I nod and take a sip of the water before resuming the testimony.

“After I was discharged from Bell, I went to a halfway house. The subsequent years of my life were challenging, requiring intensive therapy and an enduring commitment to my recovery to rebuild my life.

“I’m here today because the Cadell family robbed me of my youth. And tragically, their drugs have become more ubiquitous since I was an eighteen-year-old college student. As a clinical psychologist in Los Angeles, I have witnessed the devastating toll they continue to take on families, destroying lives and stealing loved ones in their prime.

“Last year, I attended a funeral of a patient who died from a TriCPharma overdose after being prescribed one of their pain drugs for a back injury when he could’ve been treated with over-the-counter ibuprofen. Chronic pain is a serious quality of life issue. But these drugs are being grossly overprescribed at dangerous doses because the Cadell family has only ever had one goal—to ensure as many peoplebecome addicted to their drugs as possible so they can turn a profit.

“It’s time to end their callous, immoral, criminal enterprise. Doctors take a Hippocratic Oath: Primum non nocere. First, do no harm. Prescribing TriCPharma drugs is harmful to patients. It’s time we all stand up to the Cadell family.”

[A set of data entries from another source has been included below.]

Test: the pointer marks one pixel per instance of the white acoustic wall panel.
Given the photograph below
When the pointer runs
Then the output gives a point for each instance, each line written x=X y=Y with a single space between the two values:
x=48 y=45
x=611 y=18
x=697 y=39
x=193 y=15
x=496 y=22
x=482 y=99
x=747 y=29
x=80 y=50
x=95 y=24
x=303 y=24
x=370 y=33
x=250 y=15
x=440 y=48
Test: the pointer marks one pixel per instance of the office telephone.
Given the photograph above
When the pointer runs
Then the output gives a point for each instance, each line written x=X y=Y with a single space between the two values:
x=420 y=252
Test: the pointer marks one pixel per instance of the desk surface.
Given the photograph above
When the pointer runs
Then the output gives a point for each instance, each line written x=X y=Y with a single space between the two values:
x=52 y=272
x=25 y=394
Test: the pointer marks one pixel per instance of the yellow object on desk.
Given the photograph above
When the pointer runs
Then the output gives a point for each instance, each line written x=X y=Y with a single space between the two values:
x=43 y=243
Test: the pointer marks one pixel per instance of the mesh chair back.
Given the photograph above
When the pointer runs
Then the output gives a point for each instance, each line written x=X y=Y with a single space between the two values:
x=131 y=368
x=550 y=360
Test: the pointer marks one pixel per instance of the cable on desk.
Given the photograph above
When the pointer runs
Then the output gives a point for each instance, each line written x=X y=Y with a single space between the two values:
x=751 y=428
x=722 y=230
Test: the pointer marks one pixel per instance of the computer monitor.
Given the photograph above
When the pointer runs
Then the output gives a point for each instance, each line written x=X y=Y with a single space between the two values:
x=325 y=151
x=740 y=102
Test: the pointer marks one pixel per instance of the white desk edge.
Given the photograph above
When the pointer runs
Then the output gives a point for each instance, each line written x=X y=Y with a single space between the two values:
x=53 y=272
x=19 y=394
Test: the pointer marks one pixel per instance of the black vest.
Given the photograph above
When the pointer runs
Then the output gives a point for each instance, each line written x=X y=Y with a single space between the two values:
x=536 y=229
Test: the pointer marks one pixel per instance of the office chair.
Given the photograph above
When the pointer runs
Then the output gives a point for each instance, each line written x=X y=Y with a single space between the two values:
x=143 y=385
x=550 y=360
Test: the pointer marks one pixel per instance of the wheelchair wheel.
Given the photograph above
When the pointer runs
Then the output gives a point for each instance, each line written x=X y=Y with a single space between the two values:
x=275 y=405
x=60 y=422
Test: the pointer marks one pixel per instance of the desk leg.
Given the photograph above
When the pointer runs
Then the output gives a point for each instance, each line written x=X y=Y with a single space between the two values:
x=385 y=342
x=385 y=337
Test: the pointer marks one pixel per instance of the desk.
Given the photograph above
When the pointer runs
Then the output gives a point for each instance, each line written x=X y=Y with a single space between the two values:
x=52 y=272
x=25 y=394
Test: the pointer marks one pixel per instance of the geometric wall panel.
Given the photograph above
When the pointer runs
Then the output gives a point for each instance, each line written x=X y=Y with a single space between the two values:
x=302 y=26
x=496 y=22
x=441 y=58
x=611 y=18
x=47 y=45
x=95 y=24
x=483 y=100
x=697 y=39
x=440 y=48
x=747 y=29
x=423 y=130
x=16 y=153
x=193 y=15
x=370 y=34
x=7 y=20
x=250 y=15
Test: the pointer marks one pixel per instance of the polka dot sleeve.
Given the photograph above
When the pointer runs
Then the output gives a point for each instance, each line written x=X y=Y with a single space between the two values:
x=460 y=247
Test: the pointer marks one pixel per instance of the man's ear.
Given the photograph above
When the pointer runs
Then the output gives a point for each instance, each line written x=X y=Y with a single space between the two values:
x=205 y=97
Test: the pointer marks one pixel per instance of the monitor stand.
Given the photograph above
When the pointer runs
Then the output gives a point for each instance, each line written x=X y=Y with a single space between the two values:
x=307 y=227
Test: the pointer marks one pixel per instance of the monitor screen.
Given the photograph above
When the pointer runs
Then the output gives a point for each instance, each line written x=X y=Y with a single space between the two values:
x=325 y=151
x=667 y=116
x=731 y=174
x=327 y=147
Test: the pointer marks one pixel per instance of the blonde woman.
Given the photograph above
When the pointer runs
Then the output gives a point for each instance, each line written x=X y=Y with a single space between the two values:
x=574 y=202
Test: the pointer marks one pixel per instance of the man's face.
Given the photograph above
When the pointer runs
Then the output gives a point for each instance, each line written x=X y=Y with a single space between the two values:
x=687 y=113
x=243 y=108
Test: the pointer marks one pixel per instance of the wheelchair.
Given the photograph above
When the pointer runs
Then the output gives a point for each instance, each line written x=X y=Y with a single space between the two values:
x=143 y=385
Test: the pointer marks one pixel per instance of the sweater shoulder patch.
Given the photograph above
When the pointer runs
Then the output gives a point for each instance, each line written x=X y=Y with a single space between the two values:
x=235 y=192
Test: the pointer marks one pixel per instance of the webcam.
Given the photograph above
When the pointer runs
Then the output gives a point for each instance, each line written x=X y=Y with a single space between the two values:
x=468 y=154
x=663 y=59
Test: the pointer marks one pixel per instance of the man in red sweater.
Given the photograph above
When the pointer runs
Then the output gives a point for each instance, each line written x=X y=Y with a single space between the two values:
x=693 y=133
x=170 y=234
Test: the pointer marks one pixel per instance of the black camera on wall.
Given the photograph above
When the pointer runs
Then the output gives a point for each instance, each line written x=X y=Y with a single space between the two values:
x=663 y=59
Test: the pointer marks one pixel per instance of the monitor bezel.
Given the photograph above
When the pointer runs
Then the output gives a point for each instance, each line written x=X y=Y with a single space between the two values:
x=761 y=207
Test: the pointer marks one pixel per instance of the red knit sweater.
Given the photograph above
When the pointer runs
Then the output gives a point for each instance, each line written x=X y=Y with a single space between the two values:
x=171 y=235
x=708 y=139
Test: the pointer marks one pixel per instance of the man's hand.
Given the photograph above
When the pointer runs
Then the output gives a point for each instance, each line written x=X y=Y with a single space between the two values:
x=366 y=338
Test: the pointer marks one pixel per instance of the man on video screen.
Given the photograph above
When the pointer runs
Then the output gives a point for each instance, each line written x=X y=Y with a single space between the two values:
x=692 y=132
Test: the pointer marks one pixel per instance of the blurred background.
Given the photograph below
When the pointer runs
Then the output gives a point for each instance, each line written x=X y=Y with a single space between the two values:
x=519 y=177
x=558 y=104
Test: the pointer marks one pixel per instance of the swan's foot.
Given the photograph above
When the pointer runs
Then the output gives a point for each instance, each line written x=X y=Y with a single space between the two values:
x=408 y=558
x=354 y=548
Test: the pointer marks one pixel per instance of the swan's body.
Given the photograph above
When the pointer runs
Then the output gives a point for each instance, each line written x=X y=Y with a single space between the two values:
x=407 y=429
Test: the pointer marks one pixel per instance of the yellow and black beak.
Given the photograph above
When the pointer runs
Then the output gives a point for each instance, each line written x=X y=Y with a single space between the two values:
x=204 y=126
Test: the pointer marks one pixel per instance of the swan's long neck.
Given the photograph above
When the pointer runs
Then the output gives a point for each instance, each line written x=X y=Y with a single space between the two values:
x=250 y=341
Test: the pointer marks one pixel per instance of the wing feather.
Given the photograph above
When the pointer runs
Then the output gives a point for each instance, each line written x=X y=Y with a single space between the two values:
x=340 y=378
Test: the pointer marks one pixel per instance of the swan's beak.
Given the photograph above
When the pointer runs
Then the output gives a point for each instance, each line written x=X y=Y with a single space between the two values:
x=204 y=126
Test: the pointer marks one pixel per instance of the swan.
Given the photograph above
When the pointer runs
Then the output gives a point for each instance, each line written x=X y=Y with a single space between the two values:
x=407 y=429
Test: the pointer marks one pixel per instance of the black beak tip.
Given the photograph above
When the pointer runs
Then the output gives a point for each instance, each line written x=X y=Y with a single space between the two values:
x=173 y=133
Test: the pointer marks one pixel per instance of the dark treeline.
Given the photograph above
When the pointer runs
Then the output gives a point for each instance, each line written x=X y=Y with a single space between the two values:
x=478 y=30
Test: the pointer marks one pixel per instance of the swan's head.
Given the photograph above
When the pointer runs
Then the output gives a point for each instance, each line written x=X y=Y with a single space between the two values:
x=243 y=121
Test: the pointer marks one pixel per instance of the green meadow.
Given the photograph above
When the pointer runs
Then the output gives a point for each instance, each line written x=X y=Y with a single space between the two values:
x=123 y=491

And it’s over. I close the laptop.

“I need some air,” I tell Dawn and walk toward a small balcony off the living room.

When I step outside, I close my eyes, trying to put aside the shock of hearing Mom discuss her experience as an opioid addict, focusing on her testimony to see if I can extrapolate anything that might lead me to her.

Nothing she said struck me as any different from what countless other opioid victims have reported through the years. Nothing that would make the Cadells nervous if she ever came forward, assuming the president unseals the hearing.

The only thing that stood out was her palpable anger toward the Cadells, which felt personal. I guess itwaspersonal. They stole her youth.